The fact that Google decided to dump a 4 GiB language model file on every Chrome installation is yet another sign of how the generative AI craze is unsustainable. Don't look at it from the side of users, look at it from Google side. Having every user download a 4 GiB monster which will need to be routinely updated is a significant cost. It takes a ton of bandwidth to do that, far more than Chrome updates consume. And yet they're doing it because they're desperate to externalize the cost of "AI".
Post
@gabrielesvelto The cost per bit is an invented metric though, isn't it? The cost to Google is in the hardware, which is already spent. Unless they've got caps somewhere that they need to work around, the cost for G to send 4GB vs sending nothing is roughly the same.
I'm no expert, of course...there is technically an upper limit to how much they could send, but I think it's unlikely (with their infrastructure) that they would reach it.
And, with billions bordering trillions of dollars to sink into any given endeavor, it will be some time before they feel the pinch.
As usual, it's the end users that will get screwed, especially if they're on metered connections.
@roknrol I don't think so, it's really a lot of data. We're talking exabytes here (milions of terabytes) to reach the entire Google Chrome user base. Google very much pays for bandwidth. This is from a few years ago: https://arstechnica.com/tech-policy/2022/09/google-fights-latest-attempt-to-have-big-tech-pay-for-isps-network-upgrades/
They care enough about bandwidth to have developed not one but two custom binary patchers for shrinking Chrome updates (Courgette and Zucchini).
@gabrielesvelto Ah, fair enough, thank you. I clearly have not kept up.
@gabrielesvelto it's also curious that a 4GB model that can run on consumer hardware is useful enough to force onto every user of Chrome, and somehow the AI companies expect everyone to pay them for these services.
@gundersen indeed. But there is nothing rational about this market. It's all C-suite FOMO, vibes, smoke and mirrors.
@gabrielesvelto I think you are absolutely correct!
@gabrielesvelto This download is going to happen every time they update the blob isn't it?
@pwloftus yes. It's basically a bunch of sparse matrixes, that get recomputed every time you re-train the model. It's very unlikely that it will be amenable to binary patching or incremental updates.

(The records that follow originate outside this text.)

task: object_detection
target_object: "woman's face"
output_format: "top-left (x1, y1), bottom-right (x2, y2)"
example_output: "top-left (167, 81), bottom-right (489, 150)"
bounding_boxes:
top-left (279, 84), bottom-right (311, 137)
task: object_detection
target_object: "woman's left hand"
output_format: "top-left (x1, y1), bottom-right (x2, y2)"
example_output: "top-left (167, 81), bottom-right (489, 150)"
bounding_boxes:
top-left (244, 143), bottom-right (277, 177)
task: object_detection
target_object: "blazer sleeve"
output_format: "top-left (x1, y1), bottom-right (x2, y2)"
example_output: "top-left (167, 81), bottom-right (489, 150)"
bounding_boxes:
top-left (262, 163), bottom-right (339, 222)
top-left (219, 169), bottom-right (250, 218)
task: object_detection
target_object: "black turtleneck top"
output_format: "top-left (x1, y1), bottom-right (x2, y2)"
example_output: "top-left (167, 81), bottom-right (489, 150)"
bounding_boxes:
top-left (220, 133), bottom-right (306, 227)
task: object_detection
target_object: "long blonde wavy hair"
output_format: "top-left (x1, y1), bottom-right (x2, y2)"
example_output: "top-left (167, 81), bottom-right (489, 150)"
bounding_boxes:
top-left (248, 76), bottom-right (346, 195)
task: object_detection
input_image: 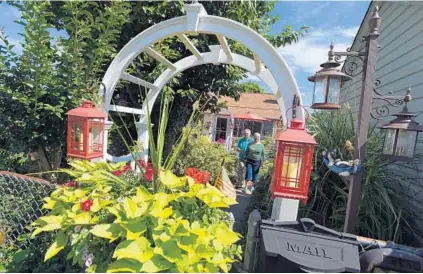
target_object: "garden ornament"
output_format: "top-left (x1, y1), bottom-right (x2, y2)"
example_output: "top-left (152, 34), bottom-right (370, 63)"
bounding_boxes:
top-left (322, 149), bottom-right (361, 177)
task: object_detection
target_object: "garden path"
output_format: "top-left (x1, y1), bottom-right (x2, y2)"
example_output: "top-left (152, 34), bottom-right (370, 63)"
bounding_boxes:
top-left (229, 189), bottom-right (251, 233)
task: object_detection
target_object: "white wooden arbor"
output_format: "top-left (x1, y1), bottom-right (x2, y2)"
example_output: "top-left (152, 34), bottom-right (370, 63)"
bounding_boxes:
top-left (99, 3), bottom-right (304, 163)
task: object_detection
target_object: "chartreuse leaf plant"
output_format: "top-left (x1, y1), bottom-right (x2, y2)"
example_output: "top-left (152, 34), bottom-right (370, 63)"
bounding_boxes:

@gabrielesvelto I bet it's actually cheap for Google. They have network caches (or used to at least for YT) very close to the ISPs, and this kind of payload is very cache friendly.
@fabrice it's still like 5-10 exabytes of extra bandwidth, and it's not going to be diff-friendly. They developed a new dedicated binary patcher to shrink Chrome updates (Zucchini) fairly recently so it can't be too cheap for them.
@fabrice and BTW I never thought I'd ever use the word exabytes.
@gabrielesvelto @fabrice ... watch a streaming service like Netfix? Every time you or anyone else watches a few 4K movies, that's 4GB downloaded. Every night, the streamers have hundreds of millions of users.
For better or worse mass distribution of 4GB is just "Tuesday" for Google in 2026 with or without the local model aspect.